When a grand jury announced on November 24, 2014 that it would not indict the officer who had shot Brown — because of overwhelming evidence indicating that the shooting was done in self-defense — protesters and rioters again took to the streets. In large part because of the ever-widening assault on whiteness, they were able to engage in an orgy of hatred of “white privilege” without even thinking twice and without the media asking how they justified this indulgence.

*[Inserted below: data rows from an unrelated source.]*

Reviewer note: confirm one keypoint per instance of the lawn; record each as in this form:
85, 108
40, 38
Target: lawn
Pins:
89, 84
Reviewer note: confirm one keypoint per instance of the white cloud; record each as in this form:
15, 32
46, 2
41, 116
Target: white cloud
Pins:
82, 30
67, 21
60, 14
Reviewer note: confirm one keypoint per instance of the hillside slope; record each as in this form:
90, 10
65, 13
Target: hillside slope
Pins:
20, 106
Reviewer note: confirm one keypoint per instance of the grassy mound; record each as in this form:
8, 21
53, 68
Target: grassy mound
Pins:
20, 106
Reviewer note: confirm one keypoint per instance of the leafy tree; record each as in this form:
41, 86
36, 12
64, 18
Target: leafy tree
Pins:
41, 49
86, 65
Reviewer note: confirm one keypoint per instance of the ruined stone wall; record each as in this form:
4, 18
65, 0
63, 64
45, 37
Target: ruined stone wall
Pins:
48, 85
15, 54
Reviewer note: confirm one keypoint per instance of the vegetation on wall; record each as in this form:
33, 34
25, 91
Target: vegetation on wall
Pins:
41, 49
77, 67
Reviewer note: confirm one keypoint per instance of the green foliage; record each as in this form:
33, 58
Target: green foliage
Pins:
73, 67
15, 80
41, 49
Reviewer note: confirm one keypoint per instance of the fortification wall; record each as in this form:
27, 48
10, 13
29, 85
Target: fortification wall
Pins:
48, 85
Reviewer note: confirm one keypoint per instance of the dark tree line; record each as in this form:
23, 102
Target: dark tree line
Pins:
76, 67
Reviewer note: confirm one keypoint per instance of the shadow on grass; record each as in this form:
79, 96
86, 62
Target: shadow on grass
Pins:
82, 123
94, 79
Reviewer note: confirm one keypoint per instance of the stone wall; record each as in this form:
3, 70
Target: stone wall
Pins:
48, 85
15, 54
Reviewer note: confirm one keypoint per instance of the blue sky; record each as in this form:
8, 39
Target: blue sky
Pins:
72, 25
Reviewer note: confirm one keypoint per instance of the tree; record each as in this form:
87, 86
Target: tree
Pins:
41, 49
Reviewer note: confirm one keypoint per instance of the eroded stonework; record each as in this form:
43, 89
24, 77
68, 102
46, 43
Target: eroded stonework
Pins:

                                                                                                     Conclusion
The attack on whiteness is just the latest and most fashionable manifestation of the left’s progressive racism. As racial attitudes have softened in the years since the magisterial 1964 Civil Rights Act, as racial intermarriage has become more commonplace, as what W.E.B. Du Bois and other radicals called “the color line” disappears to the point of nothingness, the left has had to work doubly hard to substantiate its belief that America, appearance to the contrary, is a hell of bigotry and racial violence. That is why it has come up with “whiteness,” and why it works so hard to convince the credulous that racism is not an act committed by an identifiable individual but a “structure,” invisible to its white beneficiaries, which allows them to live lives of power and certainty while trampling, without meaning to do so, the hopes of people of color.  
“Whiteness” is the last refuge of scoundrels.